Costa Philippou fought seven times over the past two years, so he's used to keeping a busy schedule. But the middleweight has yet to step foot into the cage in 2013, and despite the UFC's hectic second-half calendar, his name remains in limbo.
So if it was up to him, when would Philippou like to fight next?
"As soon as possible," the New Yorker flatly answered on Monday's edition of The MMA Hour. "I wanted to fight in Boston. That didn't happen. I know there's a show in Toronto on September 21st. My last fight was in Canada. The fans are great over there. It's a short flight for me, I don't have to change anything. I would love to fight in Toronto.
"I'm expecting a call. They've got to figure out who I'm supposed to fight. Just give me somebody at this point. I don't really give a s--t if it's a big name, small name, whatever."
From the outset, Philippou's frustration is obvious. It doesn't help that the only fight he's been linked to thus far this year -- UFC on FX 8's co-main event against Ronaldo "Jacare" Souza -- fell apart just weeks prior to the event due to a last-second training accident.
"In May I suffered a deep cut on my left eyebrow during a wrestling session. I received 15 stitches and apparently the cut was too deep. It went all the way down to the bone, and the doctor had to put stitches inside," Philippou explained. "Unfortunately I wasn't able to go to Brazil. Now I'm healthy and I'm waiting for an opponent, so I don't know what's going on."
Since then Philippou has stayed in the headlines, just not for ideal reasons. In late-May, he surprised many by splitting with his longtime team at Serra-Longo. The divorce was reportedly on good terms, but speculation circulated that Philippou left for Bellmore Kickboxing Academy as a precursor to an eventual bout against fellow Serra-Longo middleweight Chris Weidman.
Philippou insists that's not the case. He says the switch had nothing to do with Weidman, but rather, he simply needed a change. And though Philippou wasn't surprised to see Weidman steal away Anderson Silva's middleweight title at UFC 162, he was extremely surprised by the manner in which it happened.
"I thought he was going to submit him by the third round," Philippou said. "I honestly believe by the third round he was going to control him on the ground -- he has amazing control -- and he was going to come up with a submission. But a knockout? I don't think anybody saw that coming. Chris is strong, he's long, and I think that's where Anderson Silva made a mistake. He didn't realize how long Chris is, and he was leaning back, doing the same thing that he's done with everybody. It worked in the past, but against somebody with Chris' reach, it didn't work. So now he has to come back and figure out a different way."

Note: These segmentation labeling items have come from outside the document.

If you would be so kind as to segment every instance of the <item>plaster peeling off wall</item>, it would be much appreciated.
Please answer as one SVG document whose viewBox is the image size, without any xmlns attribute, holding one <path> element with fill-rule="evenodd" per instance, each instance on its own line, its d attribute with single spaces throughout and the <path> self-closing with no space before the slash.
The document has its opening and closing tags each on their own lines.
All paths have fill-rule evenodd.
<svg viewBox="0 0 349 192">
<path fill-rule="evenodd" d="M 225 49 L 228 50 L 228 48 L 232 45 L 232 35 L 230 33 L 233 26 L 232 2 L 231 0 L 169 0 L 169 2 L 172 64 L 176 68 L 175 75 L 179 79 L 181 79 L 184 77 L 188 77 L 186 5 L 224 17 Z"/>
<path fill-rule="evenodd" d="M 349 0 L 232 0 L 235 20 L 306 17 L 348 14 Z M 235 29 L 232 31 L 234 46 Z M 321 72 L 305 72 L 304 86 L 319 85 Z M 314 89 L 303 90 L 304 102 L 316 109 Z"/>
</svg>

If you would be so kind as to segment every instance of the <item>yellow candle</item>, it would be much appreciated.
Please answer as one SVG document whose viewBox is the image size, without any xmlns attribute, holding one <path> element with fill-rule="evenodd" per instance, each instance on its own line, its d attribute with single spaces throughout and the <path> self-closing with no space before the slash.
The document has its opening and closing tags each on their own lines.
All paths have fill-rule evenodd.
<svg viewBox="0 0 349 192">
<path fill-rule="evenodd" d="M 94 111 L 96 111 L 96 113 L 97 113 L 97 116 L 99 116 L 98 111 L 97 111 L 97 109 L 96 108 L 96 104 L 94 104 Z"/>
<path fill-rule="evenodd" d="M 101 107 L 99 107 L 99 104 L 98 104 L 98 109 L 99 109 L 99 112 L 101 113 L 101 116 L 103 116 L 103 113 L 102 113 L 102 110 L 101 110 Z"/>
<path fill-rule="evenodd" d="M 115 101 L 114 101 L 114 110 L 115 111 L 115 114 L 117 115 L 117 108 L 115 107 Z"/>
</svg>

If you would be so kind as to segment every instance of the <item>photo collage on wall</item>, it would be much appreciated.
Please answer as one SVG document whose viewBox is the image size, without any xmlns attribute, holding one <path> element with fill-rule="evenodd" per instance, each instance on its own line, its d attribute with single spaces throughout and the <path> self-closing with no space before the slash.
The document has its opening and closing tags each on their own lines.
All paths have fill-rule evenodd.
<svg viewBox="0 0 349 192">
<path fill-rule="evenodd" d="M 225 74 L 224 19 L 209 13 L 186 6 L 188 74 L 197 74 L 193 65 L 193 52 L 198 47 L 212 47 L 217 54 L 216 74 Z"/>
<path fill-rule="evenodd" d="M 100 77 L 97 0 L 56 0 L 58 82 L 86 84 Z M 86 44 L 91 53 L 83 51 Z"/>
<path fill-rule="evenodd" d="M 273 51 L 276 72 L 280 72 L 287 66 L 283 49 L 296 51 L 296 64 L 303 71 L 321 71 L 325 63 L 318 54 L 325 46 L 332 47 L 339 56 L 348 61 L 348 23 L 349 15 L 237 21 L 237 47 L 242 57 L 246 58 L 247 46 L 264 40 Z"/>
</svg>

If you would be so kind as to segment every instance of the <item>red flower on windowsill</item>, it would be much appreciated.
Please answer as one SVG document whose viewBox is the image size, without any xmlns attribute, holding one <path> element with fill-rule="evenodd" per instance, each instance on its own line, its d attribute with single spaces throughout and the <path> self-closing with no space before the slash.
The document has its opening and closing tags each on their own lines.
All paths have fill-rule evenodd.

As for his own climb up the ladder, Philippou tries to stay honest with himself. After quietly racking up a five straight wins, Philippou believes he's two fights away from a guaranteed title shot.
In an ideal world, the first of those two fights would've arrived against Michael Bisping. Philippou and the brash Brit were briefly linked to an event in the fall, however nothing ever materialized. Instead, Bisping landed in a bout against Mark Munoz, and the decision didn't sit well with Philippou.
"He claims that I'm a new fighter or I'm not a big enough name, or whatever the case may be. But they had me ranked higher than Munoz," Philippou argued. "I don't know why, I said I was willing to go to his hometown. I'd go to Manchester and fight him. I said I'd wait for him to heal, because he had the surgery or whatever, and I'd fight him. I have five wins in the middleweight division in a row. He never had five wins in a row at middleweight."
Not surprisingly, getting passed over yet again only increased Philippou's frustration with the UFC's matchmaking process.
"When you do it the right way, the respectful way, and you tell him, ‘Yes, I respect you as a fighter. You're a great name, a great fighter, and I'd like to face you,' everybody ignores you," Philippou sighed. "So I [guess I] should get out in public and start pressing the guys, pick a fight. I don't get it. That's not me.
"I'm 33 years old. I'm not that old, but the way I think, I'm kind of old-school and I want to let my fighting do the talking. But it doesn't work like that anymore," Philippou continued.
"I don't understand why we need to get personal and cut each other down. So I should call him a coward, I should call him a b---h, and we should start like that? I don't get it. But if it comes down to that, yeah, I'm willing to do that to get what I want."
With Bisping out of the picture, Philippou has been forced to set his sights on the next best option -- Vitor Belfort. Philippou is 100-percent onboard with the match-up, but only under one condition.
"We can do the fight anywhere but Brazil," Philippou explained.
"If I can prevent him from using TRT, why not? I know that some fighters get an exemption. It's a technicality that they say it's legal as long as by the fight time your limit is at a certain number, you're okay. But what happens is two or three months before, they load up, they go through the roof with the hormones and everything, and then a couple of weeks before the fight they drop to the legal level. I don't think it's fair. Either legalize it for everybody and give everybody an exemption to use it, or ban it altogether.
"It's just that, why does he always want to fight in Brazil? There must be a reason."